Italo Calvino war ein Schriftsteller, der sich selbst treu blieb, indem er rastlos nach Veränderung suchte. Fantasy, Science Fiction, Fabeln, Essays, Anthologien, Autobiographien, Novellen, Romane: immer waren derselbe Witz und dieselbe Verspieltheit vorhanden, aber auch eine besondere Art von Ernsthaftigkeit. Die interessante Frage war immer, wo es war.

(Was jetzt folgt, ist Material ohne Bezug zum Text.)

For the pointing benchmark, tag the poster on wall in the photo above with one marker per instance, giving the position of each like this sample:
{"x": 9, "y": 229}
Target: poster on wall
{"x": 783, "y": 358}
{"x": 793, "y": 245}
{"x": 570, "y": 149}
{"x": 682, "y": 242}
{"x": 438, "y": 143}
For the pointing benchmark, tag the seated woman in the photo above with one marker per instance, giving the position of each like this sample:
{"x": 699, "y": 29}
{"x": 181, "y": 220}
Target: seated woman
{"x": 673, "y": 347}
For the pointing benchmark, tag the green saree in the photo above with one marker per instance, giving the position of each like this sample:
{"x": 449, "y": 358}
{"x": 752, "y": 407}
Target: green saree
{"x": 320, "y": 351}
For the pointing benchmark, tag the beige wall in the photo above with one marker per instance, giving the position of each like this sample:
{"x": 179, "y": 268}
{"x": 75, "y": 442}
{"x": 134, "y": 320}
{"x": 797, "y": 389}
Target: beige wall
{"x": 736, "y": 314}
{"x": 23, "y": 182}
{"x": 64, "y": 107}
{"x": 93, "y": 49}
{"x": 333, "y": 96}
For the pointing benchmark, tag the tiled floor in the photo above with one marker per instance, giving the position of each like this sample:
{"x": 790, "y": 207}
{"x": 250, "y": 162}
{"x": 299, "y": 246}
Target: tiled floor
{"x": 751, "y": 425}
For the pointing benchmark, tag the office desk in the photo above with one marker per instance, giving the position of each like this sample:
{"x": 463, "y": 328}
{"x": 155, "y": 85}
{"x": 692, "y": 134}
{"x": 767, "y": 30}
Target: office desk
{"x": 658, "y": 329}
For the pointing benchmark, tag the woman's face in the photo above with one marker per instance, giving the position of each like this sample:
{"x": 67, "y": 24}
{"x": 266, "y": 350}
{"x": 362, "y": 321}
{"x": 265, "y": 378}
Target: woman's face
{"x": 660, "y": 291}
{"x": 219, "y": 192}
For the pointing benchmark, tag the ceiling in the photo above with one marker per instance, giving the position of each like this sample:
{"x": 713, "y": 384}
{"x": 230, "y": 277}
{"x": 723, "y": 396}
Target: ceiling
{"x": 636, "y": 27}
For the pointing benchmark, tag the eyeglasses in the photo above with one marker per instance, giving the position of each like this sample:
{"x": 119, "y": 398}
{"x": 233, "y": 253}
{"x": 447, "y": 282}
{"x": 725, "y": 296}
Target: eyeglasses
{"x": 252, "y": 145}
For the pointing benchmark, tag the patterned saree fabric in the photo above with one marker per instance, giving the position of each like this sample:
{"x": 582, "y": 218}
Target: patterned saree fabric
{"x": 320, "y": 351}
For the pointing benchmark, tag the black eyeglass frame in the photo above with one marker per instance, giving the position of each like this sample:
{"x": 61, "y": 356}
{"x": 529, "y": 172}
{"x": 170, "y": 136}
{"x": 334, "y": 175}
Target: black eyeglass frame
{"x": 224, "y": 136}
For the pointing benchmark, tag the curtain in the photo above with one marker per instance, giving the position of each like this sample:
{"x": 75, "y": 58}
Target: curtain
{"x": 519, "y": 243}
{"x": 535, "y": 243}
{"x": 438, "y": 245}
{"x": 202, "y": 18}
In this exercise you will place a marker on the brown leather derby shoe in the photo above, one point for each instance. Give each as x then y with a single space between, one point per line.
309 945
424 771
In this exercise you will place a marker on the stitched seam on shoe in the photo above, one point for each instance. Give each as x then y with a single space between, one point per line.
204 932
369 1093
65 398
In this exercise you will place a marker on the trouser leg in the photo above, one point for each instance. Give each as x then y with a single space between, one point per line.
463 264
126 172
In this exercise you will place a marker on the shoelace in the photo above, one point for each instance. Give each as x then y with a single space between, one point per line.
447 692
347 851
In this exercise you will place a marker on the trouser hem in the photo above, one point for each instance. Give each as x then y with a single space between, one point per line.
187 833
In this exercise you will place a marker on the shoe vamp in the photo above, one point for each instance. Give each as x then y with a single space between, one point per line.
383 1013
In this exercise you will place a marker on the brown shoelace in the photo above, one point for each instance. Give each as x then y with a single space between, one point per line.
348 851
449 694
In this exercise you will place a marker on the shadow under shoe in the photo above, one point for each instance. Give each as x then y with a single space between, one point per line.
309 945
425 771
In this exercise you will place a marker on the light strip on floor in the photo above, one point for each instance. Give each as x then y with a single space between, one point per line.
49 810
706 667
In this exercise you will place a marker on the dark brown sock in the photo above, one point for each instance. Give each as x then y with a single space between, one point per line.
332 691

Calvinos erstes veröffentlichtes Werk war Der Weg zum Spinnennest, ein mehr oder weniger realistischer (sogar neorealistischer, wie im italienischen Kino) Roman über den italienischen Widerstand gegen die deutsche Armee während des Zweiten Weltkriegs. Nach einem langwierigen Versuch, einen zweiten Roman dieser Art zu schreiben, hat er nie wieder in dieser Tradition gearbeitet. Aber er hat die Realität nicht aufgegeben, nur den Ehrgeiz, sie direkt darzustellen. Er machte eine subtile, hilfreiche Unterscheidung, als er gegen die Übersetzung des Titels seiner Novelle Der nicht existierende Ritter als Der unwirkliche Ritter protestierte. „Ich sage nie, dass der Ritter unwirklich ist“, bemerkte Calvino. „Ich sage, dass er nicht existiert. Das ist etwas ganz anderes.“ Auch das, was wir uns vorstellen, ist real, und es ist vielleicht einer unserer besten Wege, die vermeintlich solide historische Welt zu verstehen.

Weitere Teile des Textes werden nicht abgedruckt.